SQL Optimization

Provide tactical guidance for optimizing SQL query performance across PostgreSQL, MySQL, and SQL Server through execution plan analysis, strategic indexing, and query rewriting.

When to Use This Skill

Trigger this skill when encountering:

Slow query performance or database timeouts
Analyzing EXPLAIN plans or execution plans
Determining index requirements
Rewriting inefficient queries
Identifying query anti-patterns (N+1, SELECT *, correlated subqueries)
Database-specific optimization needs (PostgreSQL, MySQL, SQL Server)

Core Optimization Workflow

Step 1: Analyze Query Performance

Run execution plan analysis to identify bottlenecks:

PostgreSQL:

EXPLAIN ANALYZE SELECT * FROM users WHERE email = 'user@example.com';

MySQL:

EXPLAIN FORMAT=JSON SELECT * FROM products WHERE category_id = 5;

SQL Server: Use SQL Server Management Studio: Display Estimated Execution Plan (Ctrl+L)

Key Metrics to Monitor:

Cost: Estimated resource consumption
Rows: Number of rows processed (estimated vs actual)
Scan Type: Sequential scan vs index scan
Execution Time: Actual time spent on operation

For detailed execution plan interpretation, see references/explain-guide.md.

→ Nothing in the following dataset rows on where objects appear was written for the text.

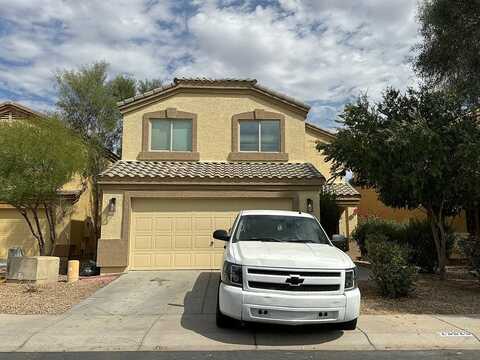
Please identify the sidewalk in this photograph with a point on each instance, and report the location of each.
(82, 332)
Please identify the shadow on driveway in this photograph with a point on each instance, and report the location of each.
(204, 292)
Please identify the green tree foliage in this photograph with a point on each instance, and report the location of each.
(88, 105)
(148, 84)
(38, 157)
(417, 149)
(123, 87)
(449, 54)
(392, 273)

Step 2: Identify Optimization Opportunities

Common Red Flags:

Indicator	Problem	Solution
Seq Scan / Table Scan	Full table scan on large table	Add index on filter columns
High row count	Processing excessive rows	Add WHERE filter or index
Nested Loop with large outer table	Inefficient join algorithm	Index join columns
Correlated subquery	Subquery executes per row	Rewrite as JOIN or EXISTS
Sort operation on large result set	Expensive sorting	Add index matching ORDER BY

For scan type interpretation, see references/scan-types.md.

Step 3: Apply Indexing Strategies

Index Decision Framework:

Is column used in WHERE, JOIN, ORDER BY, or GROUP BY?
├─ YES → Is column selective (many unique values)?
│  ├─ YES → Is table frequently queried?
│  │  ├─ YES → ADD INDEX
│  │  └─ NO → Consider based on query frequency
│  └─ NO (low selectivity) → Skip index
└─ NO → Skip index

Index Types by Use Case:

PostgreSQL:

B-tree (default): General-purpose, supports <, ≤, =, ≥, >, BETWEEN, IN
Hash: Equality comparisons only (=)
GIN: Full-text search, JSONB, arrays
GiST: Spatial data, geometric types
BRIN: Very large tables with naturally ordered data

MySQL:

B-tree (default): General-purpose index
Full-text: Text search on VARCHAR/TEXT columns
Spatial: Spatial data types

SQL Server:

Clustered: Table data sorted by index (one per table)
Non-clustered: Separate index structure (multiple allowed)

For comprehensive indexing guidance, see references/indexing-decisions.md and references/index-types.md.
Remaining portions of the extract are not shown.